Build with compression enabled:

.. code-block:: bash

   cmake -S . -B build \
     -DHYPREDRV_ENABLE_COMPRESSION=ON
   cmake --build build --target hypredrive-lsseq --parallel

Pack a sequence:

.. code-block:: bash

   # Quickstart: only dirname + output are required.
   # The packer auto-detects:
   #   - init_suffix=0 (or smallest available)
   #   - last_suffix=largest available
   #   - matrix/rhs prefixes from the first ls_XXXXX directory
   #   - optional dofmap + timesteps when present
   build/hypredrive-lsseq \
     --dirname data/poromech2k/np1 \
     --output build/poromech2k_np1_lsseq

   # Explicit form (equivalent, but overrides auto-detection):
   build/hypredrive-lsseq \
     --dirname data/poromech2k/np1/ls \
     --matrix-filename IJ.out.A \
     --rhs-filename IJ.out.b \
     --dofmap-filename dofmap.out \
     --init-suffix 0 \
     --last-suffix 24 \
     --digits-suffix 5 \
     --algo zstd \
     --output build/poromech2k_np1_lsseq

   # MPI: split work across parts (one rank can handle one or more part ids).
   # Only rank 0 writes the output file; other ranks send their payloads for assembly.
   mpiexec -n 4 build/hypredrive-lsseq \
     --dirname data/poromech2k/np1 \
     --output build/poromech2k_np1_lsseq_mpi

Inspect packed metadata:

.. code-block:: bash

   build/hypredrive-lsseq metadata \
     --input build/poromech2k_np1_lsseq.zst.bin

Unpack a sequence back to directory layout:

.. code-block:: bash

   build/hypredrive-lsseq unpack \
     --input build/poromech2k_np1_lsseq.zst.bin \
     --output-dir build/poromech2k_np1_unpacked

Use in YAML:

.. code-block:: yaml

   linear_system:
     sequence_filename: build/poromech2k_np1_lsseq.zst.bin
     rhs_mode: file

Notes:

- ``rhs_mode`` remains authoritative.
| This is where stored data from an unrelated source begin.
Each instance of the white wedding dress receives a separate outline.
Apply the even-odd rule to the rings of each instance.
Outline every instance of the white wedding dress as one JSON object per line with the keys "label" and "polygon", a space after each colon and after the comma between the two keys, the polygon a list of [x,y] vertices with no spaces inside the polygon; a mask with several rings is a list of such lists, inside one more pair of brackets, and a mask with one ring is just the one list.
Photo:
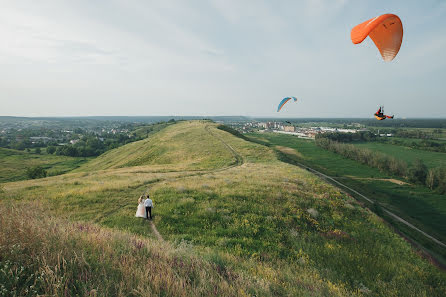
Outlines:
{"label": "white wedding dress", "polygon": [[146,208],[144,207],[144,202],[138,204],[138,209],[136,210],[135,217],[138,218],[147,218],[146,217]]}

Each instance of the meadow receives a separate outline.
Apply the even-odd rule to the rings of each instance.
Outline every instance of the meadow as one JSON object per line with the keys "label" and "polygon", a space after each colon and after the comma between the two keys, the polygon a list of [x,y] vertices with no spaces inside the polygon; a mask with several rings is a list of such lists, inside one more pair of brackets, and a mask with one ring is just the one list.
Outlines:
{"label": "meadow", "polygon": [[413,149],[410,147],[380,142],[355,143],[358,147],[368,148],[413,164],[420,159],[428,168],[446,167],[446,153]]}
{"label": "meadow", "polygon": [[[3,203],[0,212],[0,296],[271,293],[267,283],[212,261],[224,257],[245,265],[246,270],[254,266],[230,255],[199,253],[188,245],[174,246],[91,223],[68,222],[48,215],[36,203]],[[333,292],[321,280],[314,286]]]}
{"label": "meadow", "polygon": [[[409,184],[369,167],[357,161],[344,158],[336,153],[316,146],[312,140],[299,139],[294,136],[275,133],[253,134],[251,137],[260,139],[265,144],[292,148],[296,153],[288,153],[288,157],[332,176],[343,184],[356,189],[367,197],[378,201],[382,206],[403,217],[420,229],[428,232],[437,239],[446,242],[446,200],[444,195],[438,194],[422,185]],[[378,144],[378,143],[377,143]],[[279,146],[279,147],[277,147]],[[283,149],[281,149],[283,151]],[[423,151],[425,152],[425,151]],[[286,153],[286,152],[285,152]],[[432,152],[425,152],[432,153]],[[435,243],[430,242],[406,230],[405,234],[437,255],[446,263],[446,251]]]}
{"label": "meadow", "polygon": [[0,183],[28,179],[26,169],[33,166],[42,166],[49,175],[57,175],[69,172],[89,159],[0,148]]}
{"label": "meadow", "polygon": [[[21,252],[8,253],[1,264],[20,263],[23,278],[39,275],[45,284],[56,280],[54,286],[41,287],[47,294],[61,287],[68,295],[96,290],[98,295],[141,296],[139,288],[152,278],[157,281],[147,290],[166,296],[446,294],[444,272],[355,199],[281,162],[273,149],[211,122],[171,125],[75,171],[2,184],[2,213],[8,214],[2,216],[2,226],[8,227],[2,228],[7,234],[2,238],[11,239],[0,246],[9,251],[18,243],[19,250],[42,256],[30,260]],[[136,200],[147,190],[154,200],[154,224],[165,241],[155,239],[149,224],[134,217]],[[25,199],[39,203],[38,211],[31,215],[35,220],[17,225]],[[23,232],[15,234],[15,226]],[[21,244],[29,228],[32,236]],[[36,244],[40,237],[45,248]],[[135,249],[133,240],[147,248]],[[90,268],[74,249],[82,251]],[[60,267],[51,253],[59,250],[59,258],[72,263],[64,280],[40,273]],[[48,263],[38,262],[46,258]],[[148,267],[151,259],[155,266]],[[179,259],[183,265],[195,264],[181,266]],[[160,275],[161,269],[166,274]],[[93,277],[87,273],[91,270],[100,273]],[[105,280],[106,272],[122,290]],[[91,282],[80,287],[84,275]],[[177,290],[181,287],[184,291]]]}

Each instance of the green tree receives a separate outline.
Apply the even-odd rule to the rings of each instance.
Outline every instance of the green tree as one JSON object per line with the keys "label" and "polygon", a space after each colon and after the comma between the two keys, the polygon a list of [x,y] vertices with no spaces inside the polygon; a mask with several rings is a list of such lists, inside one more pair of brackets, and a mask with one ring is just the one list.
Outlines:
{"label": "green tree", "polygon": [[40,153],[42,153],[42,150],[40,149],[40,147],[37,147],[36,150],[35,150],[35,152],[36,152],[36,154],[39,154],[39,155],[40,155]]}
{"label": "green tree", "polygon": [[411,182],[419,182],[424,184],[426,182],[427,167],[423,161],[417,159],[413,167],[409,170],[409,179]]}
{"label": "green tree", "polygon": [[426,186],[433,190],[436,187],[437,173],[435,169],[429,169],[426,176]]}
{"label": "green tree", "polygon": [[55,147],[55,146],[49,146],[49,147],[46,149],[46,152],[47,152],[48,154],[54,154],[54,153],[56,152],[56,147]]}
{"label": "green tree", "polygon": [[47,172],[42,166],[34,166],[26,170],[26,175],[29,178],[35,179],[35,178],[46,177]]}

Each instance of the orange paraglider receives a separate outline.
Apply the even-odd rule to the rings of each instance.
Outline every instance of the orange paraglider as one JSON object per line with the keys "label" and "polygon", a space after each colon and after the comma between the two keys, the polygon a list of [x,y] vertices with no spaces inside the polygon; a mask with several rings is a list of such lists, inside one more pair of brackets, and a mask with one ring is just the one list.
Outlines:
{"label": "orange paraglider", "polygon": [[350,37],[354,44],[370,36],[384,61],[392,61],[398,54],[403,41],[403,24],[394,14],[383,14],[355,26]]}

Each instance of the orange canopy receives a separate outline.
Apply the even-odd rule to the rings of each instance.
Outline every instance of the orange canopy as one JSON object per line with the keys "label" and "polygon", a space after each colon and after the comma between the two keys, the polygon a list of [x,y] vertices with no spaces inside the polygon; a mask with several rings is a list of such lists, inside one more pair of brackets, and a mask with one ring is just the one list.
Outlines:
{"label": "orange canopy", "polygon": [[397,15],[383,14],[355,26],[350,36],[354,44],[370,36],[384,61],[392,61],[403,41],[403,24]]}

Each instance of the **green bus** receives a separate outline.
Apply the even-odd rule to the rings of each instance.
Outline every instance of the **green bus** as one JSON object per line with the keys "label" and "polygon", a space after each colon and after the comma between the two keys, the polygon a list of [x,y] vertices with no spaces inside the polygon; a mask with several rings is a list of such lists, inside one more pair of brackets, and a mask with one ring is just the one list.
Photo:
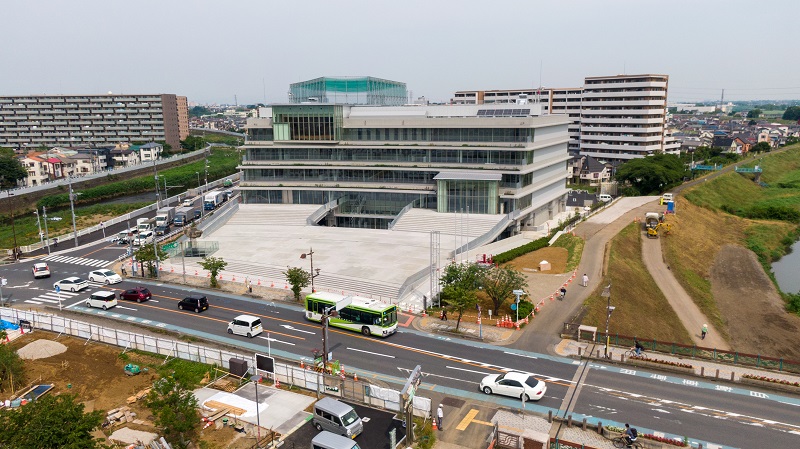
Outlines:
{"label": "green bus", "polygon": [[328,325],[340,327],[364,335],[388,337],[397,331],[397,306],[377,299],[345,296],[336,293],[316,292],[306,296],[306,319],[322,321],[326,309],[342,302],[348,303],[336,313],[330,314]]}

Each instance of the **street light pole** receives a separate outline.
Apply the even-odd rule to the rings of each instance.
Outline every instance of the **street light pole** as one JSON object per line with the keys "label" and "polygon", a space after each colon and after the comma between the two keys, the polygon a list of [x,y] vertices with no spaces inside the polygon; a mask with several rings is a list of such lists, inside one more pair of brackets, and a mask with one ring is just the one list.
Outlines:
{"label": "street light pole", "polygon": [[42,206],[42,216],[44,217],[44,241],[47,243],[47,254],[50,254],[50,232],[47,230],[47,208]]}
{"label": "street light pole", "polygon": [[615,307],[611,305],[611,284],[608,284],[606,288],[603,289],[603,293],[600,296],[605,296],[608,298],[608,305],[606,306],[606,310],[608,314],[606,315],[606,349],[605,349],[605,358],[608,358],[608,345],[611,342],[611,337],[608,335],[608,323],[611,321],[611,313],[614,312]]}
{"label": "street light pole", "polygon": [[11,209],[11,232],[14,233],[14,260],[17,260],[17,227],[14,225],[14,205],[11,202],[11,197],[14,196],[14,194],[8,190],[6,190],[6,193],[8,194],[8,206]]}
{"label": "street light pole", "polygon": [[69,209],[72,211],[72,233],[75,236],[75,247],[78,247],[78,227],[75,225],[75,194],[72,193],[72,176],[67,177],[69,180]]}
{"label": "street light pole", "polygon": [[36,227],[39,228],[39,243],[43,243],[44,234],[42,234],[42,222],[39,220],[39,209],[33,211],[36,214]]}
{"label": "street light pole", "polygon": [[311,261],[311,293],[316,293],[317,290],[314,289],[314,278],[319,276],[319,268],[317,268],[316,273],[314,273],[314,250],[309,248],[307,253],[300,254],[301,259],[305,259],[306,256]]}
{"label": "street light pole", "polygon": [[262,377],[255,375],[251,376],[250,380],[256,384],[256,435],[258,439],[256,440],[256,447],[261,447],[261,417],[258,415],[258,383],[261,382]]}

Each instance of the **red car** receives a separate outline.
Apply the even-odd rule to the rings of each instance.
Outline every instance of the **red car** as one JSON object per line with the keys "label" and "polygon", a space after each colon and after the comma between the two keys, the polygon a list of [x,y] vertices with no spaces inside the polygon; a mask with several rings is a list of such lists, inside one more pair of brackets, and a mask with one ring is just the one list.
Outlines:
{"label": "red car", "polygon": [[152,298],[153,295],[145,287],[136,287],[125,290],[119,294],[119,299],[126,299],[128,301],[142,302]]}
Container RHS is used only when ``rhs_mode: file``.
- If ``timestep_filename`` is omitted, embedded timesteps are used when available.
- ``LSSeqInfoHeader`` + manifest payload are mandatory for ``LSSEQ_VERSION=1`` files.
- Extensions map to codec: ``.bin`` (none), ``.zlib.bin``, ``.zst.bin``, ``.lz4.bin``,
  ``.lz4hc.bin``, ``.blosc.bin``.


Current Scope and Limitations
-----------------------------

- Input is expected in binary IJ multipart format.
- Sequence container path currently targets matrix, RHS, and optional dofmap data.
- Initial guess and explicit reference-solution files remain separate inputs.
- For compatibility with older hypre releases, some sequence regression coverage is gated by
  hypre version in test registration.